At this point we’ve got our stacks, modeled as an [[Character]]
and our move instructions in an [Move]
. For each move, we’ve got an amount of crates to transfer from one stack to another stack and this happens sequentially. For example, the line move 3 from 1 to 3
requires us to pop a crate off of stack number 1 and append it to stack number 3, and we’ll do that three times.
Using the example, we start with the following stacks:
[
["Z", "N"],
["M", "C", "D"],
["P"]
]
After the first instruction move 1 from 2 to 1
We’ll have:
[
["Z", "N", "D"],
["M", "C"],
["P"]
]
The next instruction brings us to this process of popping and appending in a much more noticeable way, though: move 3 from 1 to 3
. After the first pop, we end up with:
[
["Z", "N"],
["M", "C"],
["P", "D"]
]
Notice we didn’t move 3 all at once, this means that our crates that are getting moved around will be getting reversed in order each time multiples are moved per instruction, as see in the second and third crates getting moved by this instruction:
[
[],
["M", "C"],
["P", "D", "N", "Z"]
]
We’ll do this process with the following:
for move in moves {
for _ in 0..<numberOfCrates {
let movingCrate = stacks[move.fromStackIndex].popLast()!
stacks[move.toStackIndex].append(movingCrate)
}
}
Notice that our logic looks pretty much as we described it, the actual solution is fairly simple while the difficulty laid in the parsing for this problem!
Part Two
After the rearrangement procedure completes, what crate ends up on top of each stack?
Next up we’ve got a twist: we’re going to move all of the crates all at once. Now our second instruction in our example results in this:
[
[],
["M", "C"],
["P", "Z", "N", "D"]
]
Notice how the group of three crates from stack one, Z, N, D
remains in the same order as they’re moved rather than being reversed due to the pop/append process? Instead of popping a single crate off at a time, we’ll just slice off the top using suffix(from:)
to get the crates and removeLast(_: Int)
to remove them from the stack we are moving them from, and append(contentsOf:)

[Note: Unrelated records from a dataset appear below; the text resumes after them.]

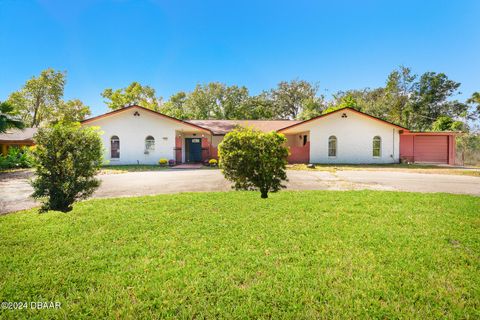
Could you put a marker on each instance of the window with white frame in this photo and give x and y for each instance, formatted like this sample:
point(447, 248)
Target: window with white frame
point(377, 146)
point(332, 146)
point(149, 144)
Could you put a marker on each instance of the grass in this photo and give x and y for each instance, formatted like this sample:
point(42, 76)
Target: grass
point(318, 254)
point(419, 168)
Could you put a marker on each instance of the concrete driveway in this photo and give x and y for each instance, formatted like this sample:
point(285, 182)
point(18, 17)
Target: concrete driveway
point(15, 189)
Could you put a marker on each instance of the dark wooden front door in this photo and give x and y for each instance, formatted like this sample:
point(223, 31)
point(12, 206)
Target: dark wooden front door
point(193, 150)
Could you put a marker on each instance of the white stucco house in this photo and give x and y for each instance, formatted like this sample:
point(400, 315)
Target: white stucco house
point(136, 135)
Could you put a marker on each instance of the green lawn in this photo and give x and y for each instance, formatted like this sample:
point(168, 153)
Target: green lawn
point(359, 254)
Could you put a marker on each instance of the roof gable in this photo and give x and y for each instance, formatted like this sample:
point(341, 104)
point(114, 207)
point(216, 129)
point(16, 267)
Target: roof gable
point(339, 110)
point(111, 113)
point(222, 127)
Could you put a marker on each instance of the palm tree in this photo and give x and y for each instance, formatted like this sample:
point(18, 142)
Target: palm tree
point(7, 119)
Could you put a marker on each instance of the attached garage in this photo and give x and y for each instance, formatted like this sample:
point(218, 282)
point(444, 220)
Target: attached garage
point(428, 147)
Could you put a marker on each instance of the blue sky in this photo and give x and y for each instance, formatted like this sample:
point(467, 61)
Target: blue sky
point(173, 45)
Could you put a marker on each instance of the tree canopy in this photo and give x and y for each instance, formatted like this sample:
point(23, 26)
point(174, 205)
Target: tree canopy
point(8, 118)
point(133, 94)
point(40, 100)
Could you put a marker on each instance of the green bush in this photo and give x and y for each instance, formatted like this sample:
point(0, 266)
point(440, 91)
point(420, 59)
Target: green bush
point(254, 160)
point(163, 162)
point(16, 158)
point(67, 158)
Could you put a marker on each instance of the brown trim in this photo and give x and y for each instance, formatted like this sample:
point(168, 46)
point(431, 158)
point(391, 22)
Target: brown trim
point(338, 110)
point(145, 109)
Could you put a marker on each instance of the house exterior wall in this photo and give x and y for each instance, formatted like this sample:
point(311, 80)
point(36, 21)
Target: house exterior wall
point(132, 131)
point(354, 134)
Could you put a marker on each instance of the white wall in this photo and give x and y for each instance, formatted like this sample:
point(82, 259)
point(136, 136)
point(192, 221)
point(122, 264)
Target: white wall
point(354, 139)
point(132, 131)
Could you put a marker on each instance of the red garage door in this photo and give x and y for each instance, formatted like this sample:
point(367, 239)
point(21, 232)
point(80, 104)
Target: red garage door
point(431, 149)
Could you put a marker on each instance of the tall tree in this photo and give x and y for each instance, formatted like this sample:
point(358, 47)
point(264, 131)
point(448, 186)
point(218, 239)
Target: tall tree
point(430, 101)
point(135, 93)
point(400, 86)
point(39, 97)
point(211, 101)
point(175, 106)
point(290, 97)
point(475, 99)
point(8, 118)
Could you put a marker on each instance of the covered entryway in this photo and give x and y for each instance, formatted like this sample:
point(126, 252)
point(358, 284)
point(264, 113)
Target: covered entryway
point(193, 150)
point(431, 147)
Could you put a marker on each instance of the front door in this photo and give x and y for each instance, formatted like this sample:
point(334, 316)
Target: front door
point(193, 150)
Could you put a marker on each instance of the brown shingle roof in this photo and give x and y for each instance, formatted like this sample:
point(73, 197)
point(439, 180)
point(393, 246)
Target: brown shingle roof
point(221, 127)
point(18, 135)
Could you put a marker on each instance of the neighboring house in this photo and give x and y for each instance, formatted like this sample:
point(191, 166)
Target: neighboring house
point(136, 135)
point(16, 138)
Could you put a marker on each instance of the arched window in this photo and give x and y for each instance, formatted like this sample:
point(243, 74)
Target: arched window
point(149, 143)
point(332, 146)
point(114, 147)
point(377, 146)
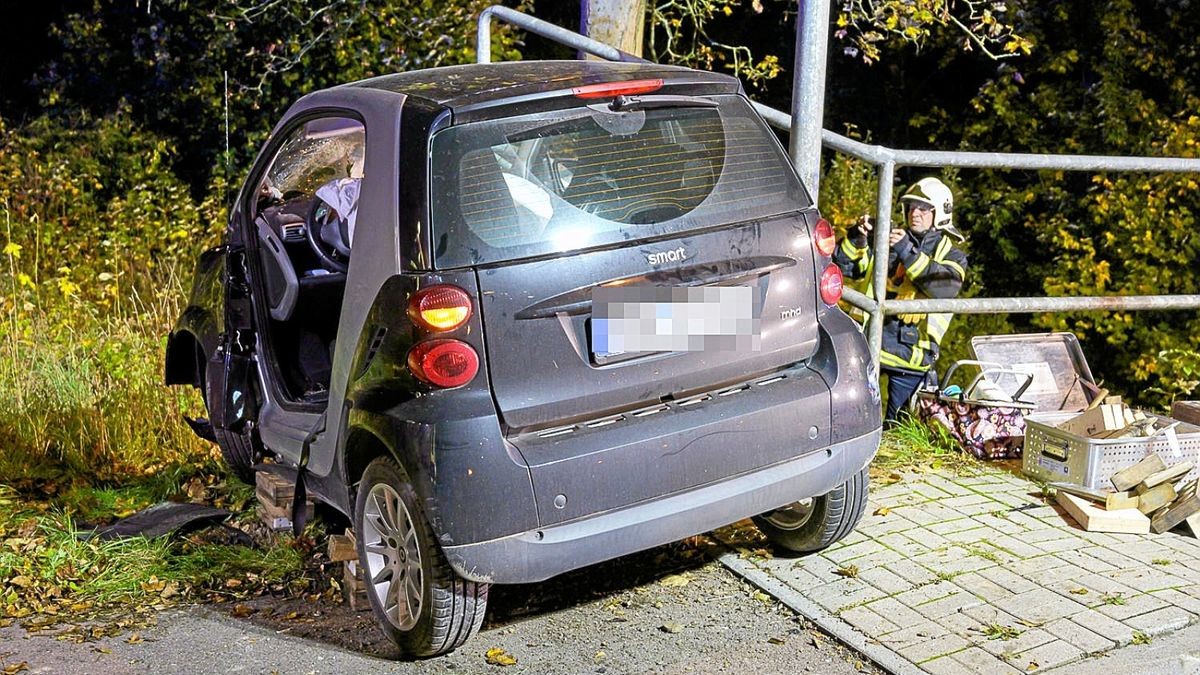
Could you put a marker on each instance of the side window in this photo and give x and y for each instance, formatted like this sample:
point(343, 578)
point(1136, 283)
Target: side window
point(322, 157)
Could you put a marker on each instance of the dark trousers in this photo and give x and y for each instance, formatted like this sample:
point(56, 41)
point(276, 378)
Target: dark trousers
point(901, 386)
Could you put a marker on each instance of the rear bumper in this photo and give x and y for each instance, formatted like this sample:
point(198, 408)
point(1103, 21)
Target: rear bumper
point(540, 554)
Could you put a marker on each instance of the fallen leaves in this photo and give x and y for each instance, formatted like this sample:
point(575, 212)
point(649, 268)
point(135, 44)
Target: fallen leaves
point(497, 656)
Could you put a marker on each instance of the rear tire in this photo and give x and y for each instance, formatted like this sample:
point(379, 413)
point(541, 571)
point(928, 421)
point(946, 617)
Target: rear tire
point(815, 524)
point(240, 452)
point(419, 601)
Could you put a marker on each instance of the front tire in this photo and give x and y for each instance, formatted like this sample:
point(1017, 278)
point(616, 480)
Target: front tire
point(815, 524)
point(420, 603)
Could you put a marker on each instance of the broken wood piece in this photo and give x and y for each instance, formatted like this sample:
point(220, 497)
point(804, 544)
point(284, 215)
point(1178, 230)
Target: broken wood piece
point(1096, 519)
point(1156, 497)
point(1128, 477)
point(1111, 501)
point(1187, 411)
point(1169, 473)
point(1179, 512)
point(1193, 523)
point(273, 488)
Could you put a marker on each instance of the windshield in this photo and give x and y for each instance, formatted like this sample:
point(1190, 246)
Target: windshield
point(558, 181)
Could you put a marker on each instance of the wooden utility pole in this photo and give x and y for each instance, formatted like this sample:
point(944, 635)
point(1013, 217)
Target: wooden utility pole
point(618, 23)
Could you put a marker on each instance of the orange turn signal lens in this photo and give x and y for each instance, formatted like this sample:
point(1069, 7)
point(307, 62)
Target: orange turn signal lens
point(439, 308)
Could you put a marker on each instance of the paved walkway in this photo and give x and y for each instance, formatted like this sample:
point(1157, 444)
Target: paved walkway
point(947, 574)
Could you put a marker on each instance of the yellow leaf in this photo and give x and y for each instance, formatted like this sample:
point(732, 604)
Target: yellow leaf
point(496, 656)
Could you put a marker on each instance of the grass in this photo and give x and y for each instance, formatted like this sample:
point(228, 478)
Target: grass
point(1000, 632)
point(47, 571)
point(915, 447)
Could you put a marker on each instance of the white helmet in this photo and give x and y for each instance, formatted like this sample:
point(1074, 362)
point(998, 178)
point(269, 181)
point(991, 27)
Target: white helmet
point(934, 192)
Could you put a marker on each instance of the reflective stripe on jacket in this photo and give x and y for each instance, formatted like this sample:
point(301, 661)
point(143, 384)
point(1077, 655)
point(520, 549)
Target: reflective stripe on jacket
point(928, 268)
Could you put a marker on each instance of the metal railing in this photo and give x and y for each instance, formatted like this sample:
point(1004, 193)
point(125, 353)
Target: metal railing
point(886, 160)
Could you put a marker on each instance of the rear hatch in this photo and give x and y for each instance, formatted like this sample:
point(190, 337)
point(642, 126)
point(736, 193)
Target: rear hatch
point(679, 210)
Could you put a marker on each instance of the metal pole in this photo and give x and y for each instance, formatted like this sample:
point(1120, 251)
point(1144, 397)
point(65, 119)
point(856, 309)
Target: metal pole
point(808, 90)
point(545, 29)
point(881, 248)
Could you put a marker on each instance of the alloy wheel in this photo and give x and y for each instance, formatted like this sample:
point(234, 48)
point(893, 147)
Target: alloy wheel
point(393, 556)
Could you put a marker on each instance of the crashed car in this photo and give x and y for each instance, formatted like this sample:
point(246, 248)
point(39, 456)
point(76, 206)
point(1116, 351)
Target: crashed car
point(517, 318)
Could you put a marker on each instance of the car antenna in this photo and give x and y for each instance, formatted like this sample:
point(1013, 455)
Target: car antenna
point(227, 136)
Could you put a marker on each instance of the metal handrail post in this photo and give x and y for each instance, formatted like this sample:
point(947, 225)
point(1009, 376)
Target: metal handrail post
point(881, 246)
point(545, 29)
point(808, 90)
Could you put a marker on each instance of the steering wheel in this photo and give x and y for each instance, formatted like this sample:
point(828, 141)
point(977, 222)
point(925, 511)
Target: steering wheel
point(327, 236)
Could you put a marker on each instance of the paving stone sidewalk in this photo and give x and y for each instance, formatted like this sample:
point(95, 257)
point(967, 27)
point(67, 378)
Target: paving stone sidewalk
point(978, 574)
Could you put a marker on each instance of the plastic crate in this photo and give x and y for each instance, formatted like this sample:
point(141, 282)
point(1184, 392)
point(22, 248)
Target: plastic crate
point(1053, 454)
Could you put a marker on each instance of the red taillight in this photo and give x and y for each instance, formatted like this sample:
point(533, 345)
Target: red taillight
point(443, 363)
point(439, 308)
point(831, 285)
point(613, 89)
point(823, 238)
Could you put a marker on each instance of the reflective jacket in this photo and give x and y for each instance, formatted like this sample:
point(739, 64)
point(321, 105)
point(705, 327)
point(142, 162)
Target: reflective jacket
point(929, 267)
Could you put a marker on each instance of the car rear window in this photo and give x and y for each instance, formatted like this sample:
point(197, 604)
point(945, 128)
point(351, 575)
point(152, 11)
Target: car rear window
point(557, 181)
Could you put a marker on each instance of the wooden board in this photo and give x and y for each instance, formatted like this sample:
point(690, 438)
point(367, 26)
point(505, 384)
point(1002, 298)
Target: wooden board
point(1187, 411)
point(1169, 473)
point(1180, 511)
point(1127, 478)
point(1111, 501)
point(273, 488)
point(1096, 519)
point(342, 547)
point(1156, 497)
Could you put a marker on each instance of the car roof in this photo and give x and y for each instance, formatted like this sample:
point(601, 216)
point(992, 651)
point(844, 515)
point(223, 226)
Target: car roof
point(479, 84)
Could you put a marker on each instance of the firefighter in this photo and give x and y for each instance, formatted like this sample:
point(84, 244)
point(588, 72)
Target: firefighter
point(923, 262)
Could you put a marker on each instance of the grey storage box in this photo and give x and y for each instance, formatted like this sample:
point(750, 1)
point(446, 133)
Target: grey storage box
point(1063, 386)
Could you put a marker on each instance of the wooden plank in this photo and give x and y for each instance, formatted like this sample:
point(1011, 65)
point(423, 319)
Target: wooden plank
point(1111, 501)
point(1156, 497)
point(342, 548)
point(1180, 511)
point(1127, 478)
point(1169, 473)
point(1096, 519)
point(1194, 525)
point(1187, 411)
point(1116, 501)
point(273, 487)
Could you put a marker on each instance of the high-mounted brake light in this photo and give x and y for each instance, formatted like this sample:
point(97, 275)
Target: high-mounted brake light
point(443, 363)
point(823, 238)
point(439, 308)
point(831, 285)
point(613, 89)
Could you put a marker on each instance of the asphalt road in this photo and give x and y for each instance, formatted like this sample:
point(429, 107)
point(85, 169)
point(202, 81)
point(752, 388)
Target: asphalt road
point(669, 610)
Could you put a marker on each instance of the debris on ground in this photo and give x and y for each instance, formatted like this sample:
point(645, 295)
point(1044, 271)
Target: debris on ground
point(1150, 496)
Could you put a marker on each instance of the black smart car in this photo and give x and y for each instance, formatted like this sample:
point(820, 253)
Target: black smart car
point(519, 318)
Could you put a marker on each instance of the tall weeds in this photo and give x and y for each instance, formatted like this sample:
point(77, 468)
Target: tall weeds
point(99, 234)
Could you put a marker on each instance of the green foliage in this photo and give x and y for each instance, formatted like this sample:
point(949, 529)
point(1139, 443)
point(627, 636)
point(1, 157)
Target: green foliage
point(179, 66)
point(679, 33)
point(985, 25)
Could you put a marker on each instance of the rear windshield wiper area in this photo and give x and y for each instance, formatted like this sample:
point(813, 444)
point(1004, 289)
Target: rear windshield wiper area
point(623, 103)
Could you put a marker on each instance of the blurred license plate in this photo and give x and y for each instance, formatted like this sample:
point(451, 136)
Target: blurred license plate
point(664, 318)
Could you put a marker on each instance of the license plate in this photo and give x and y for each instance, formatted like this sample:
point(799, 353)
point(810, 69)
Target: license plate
point(664, 318)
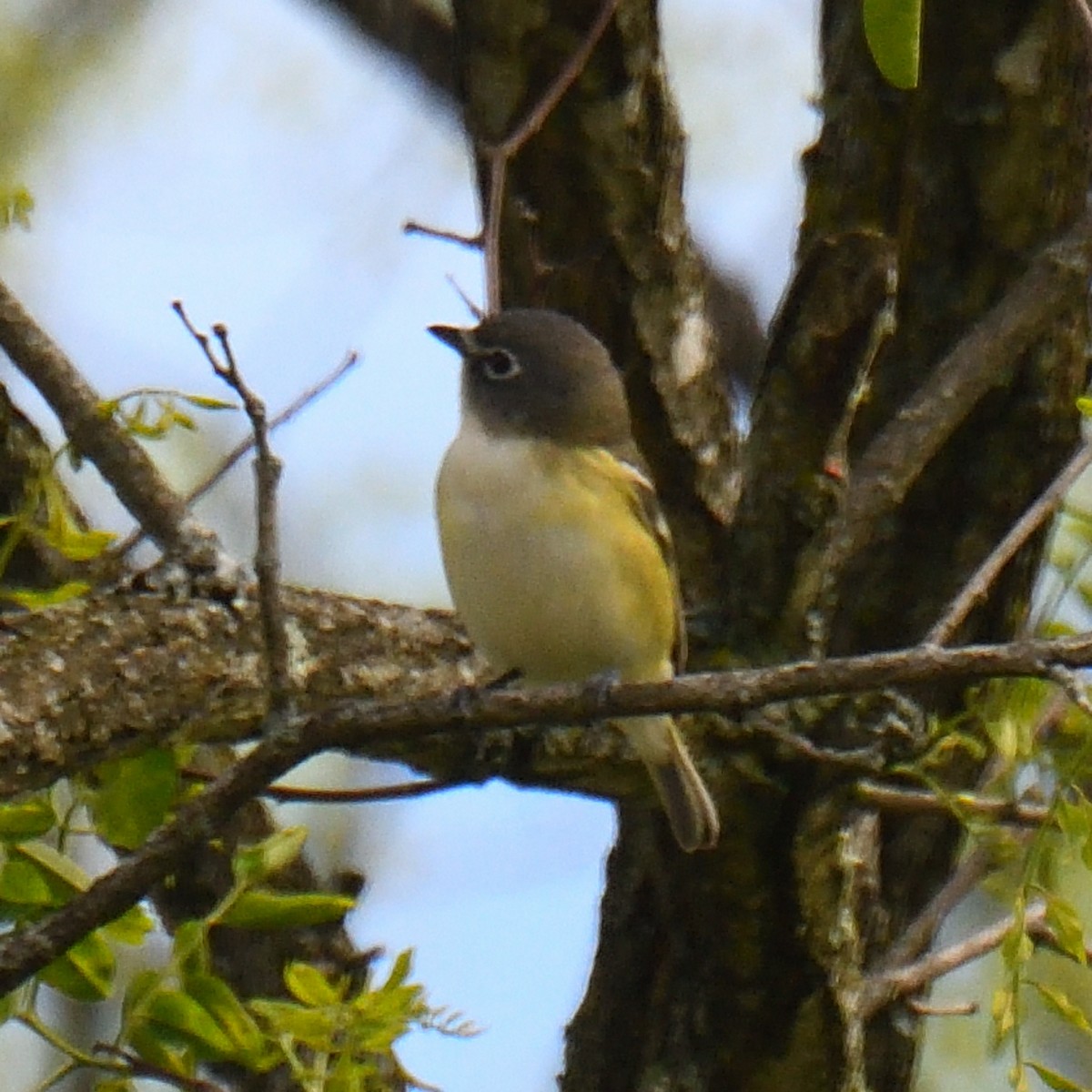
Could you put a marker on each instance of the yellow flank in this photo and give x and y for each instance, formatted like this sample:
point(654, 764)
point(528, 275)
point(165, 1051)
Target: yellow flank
point(551, 561)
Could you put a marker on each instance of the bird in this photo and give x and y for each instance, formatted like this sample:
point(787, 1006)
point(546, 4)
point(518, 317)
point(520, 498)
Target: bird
point(556, 552)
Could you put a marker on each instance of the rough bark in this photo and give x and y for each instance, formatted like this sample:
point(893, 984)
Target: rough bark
point(732, 970)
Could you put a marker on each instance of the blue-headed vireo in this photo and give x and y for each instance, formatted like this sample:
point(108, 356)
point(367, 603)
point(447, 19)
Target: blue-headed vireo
point(557, 556)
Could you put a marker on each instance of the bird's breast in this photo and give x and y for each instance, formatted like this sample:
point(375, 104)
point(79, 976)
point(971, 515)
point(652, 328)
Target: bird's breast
point(550, 567)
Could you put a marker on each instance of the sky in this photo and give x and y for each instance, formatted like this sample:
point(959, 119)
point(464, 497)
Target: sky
point(252, 159)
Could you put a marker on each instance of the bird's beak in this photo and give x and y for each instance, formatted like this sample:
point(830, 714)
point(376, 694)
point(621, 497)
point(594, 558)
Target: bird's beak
point(459, 338)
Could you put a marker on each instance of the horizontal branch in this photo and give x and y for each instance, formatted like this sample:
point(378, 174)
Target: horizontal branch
point(369, 726)
point(124, 670)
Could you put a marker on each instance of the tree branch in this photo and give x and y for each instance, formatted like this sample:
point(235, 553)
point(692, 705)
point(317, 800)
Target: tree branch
point(119, 458)
point(983, 359)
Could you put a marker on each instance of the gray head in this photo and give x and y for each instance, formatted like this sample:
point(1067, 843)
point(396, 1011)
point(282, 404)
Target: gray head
point(540, 374)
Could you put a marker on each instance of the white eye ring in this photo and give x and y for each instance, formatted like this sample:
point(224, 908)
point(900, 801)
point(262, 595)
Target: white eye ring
point(500, 364)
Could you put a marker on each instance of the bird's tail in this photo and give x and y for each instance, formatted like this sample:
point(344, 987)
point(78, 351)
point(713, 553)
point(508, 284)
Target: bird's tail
point(691, 809)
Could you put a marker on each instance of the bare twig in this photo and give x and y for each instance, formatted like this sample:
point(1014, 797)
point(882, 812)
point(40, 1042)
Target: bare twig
point(538, 115)
point(1073, 687)
point(976, 589)
point(294, 408)
point(470, 241)
point(891, 798)
point(120, 460)
point(885, 986)
point(267, 475)
point(375, 794)
point(918, 934)
point(349, 725)
point(982, 360)
point(498, 156)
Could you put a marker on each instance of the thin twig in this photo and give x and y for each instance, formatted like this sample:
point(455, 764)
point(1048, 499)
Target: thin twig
point(120, 460)
point(882, 988)
point(982, 360)
point(497, 157)
point(976, 589)
point(538, 115)
point(139, 1067)
point(1073, 687)
point(375, 794)
point(891, 798)
point(470, 241)
point(267, 475)
point(294, 408)
point(1085, 17)
point(920, 933)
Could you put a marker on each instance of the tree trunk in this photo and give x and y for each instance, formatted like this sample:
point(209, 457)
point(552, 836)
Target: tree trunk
point(733, 970)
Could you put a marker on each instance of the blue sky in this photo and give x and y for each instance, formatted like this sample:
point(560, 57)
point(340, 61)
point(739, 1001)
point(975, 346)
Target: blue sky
point(252, 159)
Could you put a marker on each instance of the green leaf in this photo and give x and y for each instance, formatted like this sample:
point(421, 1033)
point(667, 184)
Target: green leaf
point(894, 30)
point(188, 1022)
point(1063, 1007)
point(310, 986)
point(315, 1027)
point(152, 1047)
point(403, 965)
point(1068, 929)
point(86, 972)
point(255, 863)
point(135, 796)
point(25, 889)
point(64, 873)
point(141, 986)
point(15, 207)
point(205, 402)
point(34, 599)
point(217, 998)
point(1004, 1011)
point(268, 910)
point(30, 818)
point(1054, 1080)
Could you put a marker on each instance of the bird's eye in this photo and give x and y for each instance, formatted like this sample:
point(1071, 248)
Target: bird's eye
point(500, 364)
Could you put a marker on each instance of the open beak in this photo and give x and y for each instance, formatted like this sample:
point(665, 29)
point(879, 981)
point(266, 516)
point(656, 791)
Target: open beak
point(459, 338)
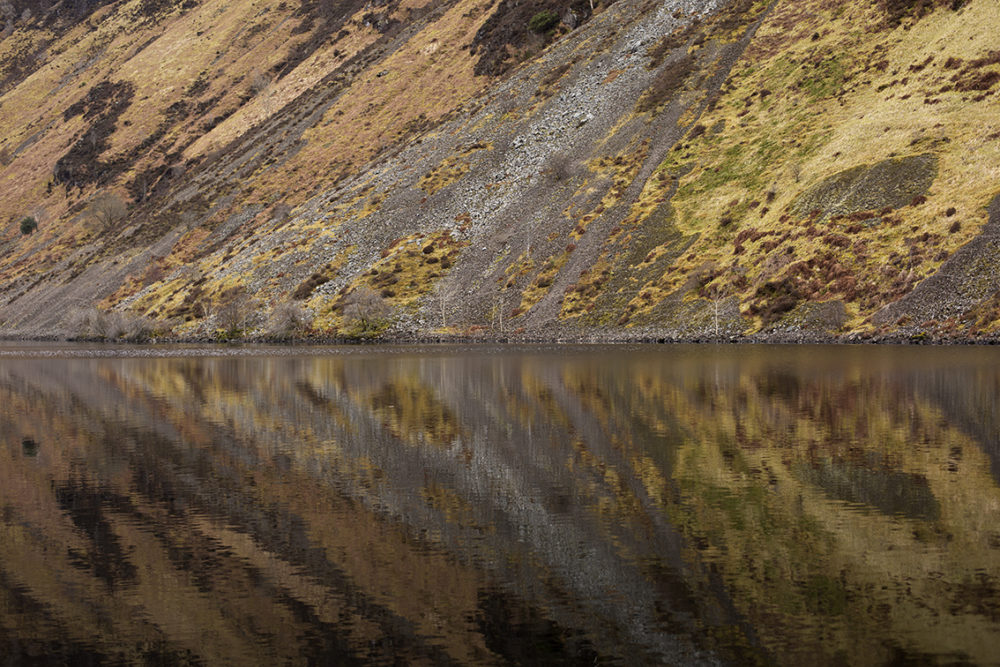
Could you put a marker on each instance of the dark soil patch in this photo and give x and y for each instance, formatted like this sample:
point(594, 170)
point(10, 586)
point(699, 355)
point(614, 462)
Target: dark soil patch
point(102, 105)
point(507, 31)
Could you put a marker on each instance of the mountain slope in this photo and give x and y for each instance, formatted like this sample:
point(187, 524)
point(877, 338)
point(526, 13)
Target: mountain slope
point(670, 169)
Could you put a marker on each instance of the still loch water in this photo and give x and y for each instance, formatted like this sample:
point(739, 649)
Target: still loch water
point(479, 505)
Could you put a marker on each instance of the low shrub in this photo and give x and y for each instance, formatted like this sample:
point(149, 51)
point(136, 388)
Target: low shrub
point(543, 21)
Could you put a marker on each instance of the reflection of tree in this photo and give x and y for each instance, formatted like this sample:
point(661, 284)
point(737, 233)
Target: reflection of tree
point(376, 487)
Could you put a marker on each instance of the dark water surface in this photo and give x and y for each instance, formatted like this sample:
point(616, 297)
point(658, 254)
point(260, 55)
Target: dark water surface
point(476, 505)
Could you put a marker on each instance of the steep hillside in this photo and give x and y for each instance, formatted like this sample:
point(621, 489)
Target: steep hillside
point(546, 168)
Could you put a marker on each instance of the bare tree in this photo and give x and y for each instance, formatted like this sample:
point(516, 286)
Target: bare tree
point(286, 319)
point(366, 306)
point(233, 310)
point(107, 209)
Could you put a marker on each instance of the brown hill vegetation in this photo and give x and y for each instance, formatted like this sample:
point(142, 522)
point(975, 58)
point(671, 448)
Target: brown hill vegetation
point(635, 169)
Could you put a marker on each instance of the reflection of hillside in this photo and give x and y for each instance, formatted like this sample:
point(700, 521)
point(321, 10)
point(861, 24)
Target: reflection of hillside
point(602, 505)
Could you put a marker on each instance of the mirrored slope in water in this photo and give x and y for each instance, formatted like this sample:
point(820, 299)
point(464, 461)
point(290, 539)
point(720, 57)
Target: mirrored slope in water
point(481, 506)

to add them all at once, in the same order that we removed them in, to our stack we are moving to. Writing some pseudo-code would give us something like:
let length = stacks[move.fromStackIndex].count
let slicePoint = length - move.numberOfCrates
let fromStack = stacks[move.fromStackIndex]
stacks[move.toStackIndex] = stacks[move.toStackIndex] + fromStack[slicePoint..<length]
stacks[move.fromStackIndex] = fromStack[0..<slicePoint]
We can make this a little more expressive using the suffix(from:)
, removeLast(_: Int)
and append(contentsOf:)
functions:
for move in input.moves {
let length = stacks[move.fromStackIndex].count
let slicePoint = length - move.numberOfCrates
let movingCrates = stacks[move.fromStackIndex].suffix(from: slicePoint)
stacks[move.fromStackIndex].removeLast(move.numberOfCrates)
stacks[move.toStackIndex].append(contentsOf: movingCrates)
}
Some languages have a “removeAndReturn” method which might reduce the lines here by one, but this isn’t the worst considering half of it is calculating an index to start the suffix from!